What Could the Future Look Like?
This decision may only be the beginning. The industry may soon see:
Standardised National Application Requirements
Governments or regulators could introduce formal guidelines outlining:
What information can be requested
When it can be requested
How it must be stored
When it must be destroyed
This would significantly reshape leasing practices nationwide.
Greater Reliance on Verification Technology
If agencies cannot collect excessive documentation, they may turn to alternative verification systems, including:
Digital ID verification
Government-backed identity tools
Automated income verification
Technology may become the compromise between privacy and fraud prevention.
Increased Regulatory Oversight
Privacy compliance within property management is likely to face far greater scrutiny moving forward. Agencies may need stronger:
Data retention policies
Consent processes
Cybersecurity measures
Staff training programs
Audit systems
For many businesses, this will require substantial operational change.
Final Thoughts: A Necessary Conversation for the Industry
The decision represents a genuine turning point for Australia’s rental sector. For tenants, it offers the promise of greater dignity, fairness, and privacy protection in what has often become an intrusive and stressful process. For landlords and property managers, however, it raises legitimate concerns about fraud, risk exposure and the practical realities of tenant assessment in a fiercely competitive market.

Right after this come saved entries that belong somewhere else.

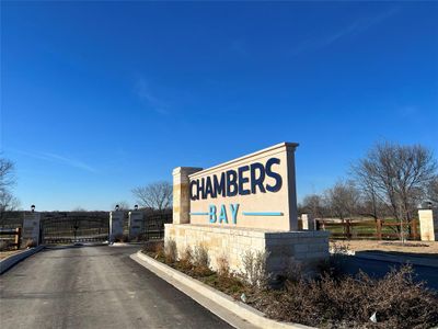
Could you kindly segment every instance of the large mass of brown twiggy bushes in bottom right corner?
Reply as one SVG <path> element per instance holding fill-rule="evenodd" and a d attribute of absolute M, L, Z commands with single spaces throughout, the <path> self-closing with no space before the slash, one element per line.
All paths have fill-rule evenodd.
<path fill-rule="evenodd" d="M 335 280 L 288 281 L 257 307 L 269 317 L 315 327 L 429 328 L 438 324 L 438 296 L 415 283 L 411 266 L 381 280 L 360 273 Z M 370 321 L 377 313 L 377 324 Z"/>

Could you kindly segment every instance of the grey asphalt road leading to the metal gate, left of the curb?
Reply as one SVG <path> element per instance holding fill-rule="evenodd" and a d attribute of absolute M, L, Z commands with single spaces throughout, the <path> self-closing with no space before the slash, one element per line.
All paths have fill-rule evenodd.
<path fill-rule="evenodd" d="M 43 250 L 0 276 L 0 327 L 231 328 L 131 259 L 132 247 Z"/>

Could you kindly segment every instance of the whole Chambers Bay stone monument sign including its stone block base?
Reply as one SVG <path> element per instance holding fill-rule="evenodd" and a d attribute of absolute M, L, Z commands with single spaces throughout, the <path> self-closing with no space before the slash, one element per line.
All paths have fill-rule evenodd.
<path fill-rule="evenodd" d="M 270 272 L 291 260 L 310 270 L 325 260 L 330 234 L 298 230 L 297 146 L 277 144 L 204 170 L 175 168 L 165 241 L 174 240 L 180 252 L 203 245 L 214 269 L 227 256 L 231 270 L 241 270 L 246 250 L 267 251 Z"/>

Importantly, this is not a simple “right versus wrong” debate: both perspectives reflect real-world problems. The current system clearly allows excessive information collection, but reducing verification mechanisms without addressing fraud and market pressures may simply create new risks rather than solving old ones. Ultimately, the industry must grapple with a difficult truth:
When objective information becomes limited, subjective judgment often fills the gap.
And that may create even greater concerns around fairness, consistency, and discrimination.
The winds of change are clearly blowing through residential tenancy applications.
The question now is whether the industry can adapt in a way that protects both privacy and practical risk management — without sacrificing one for the other.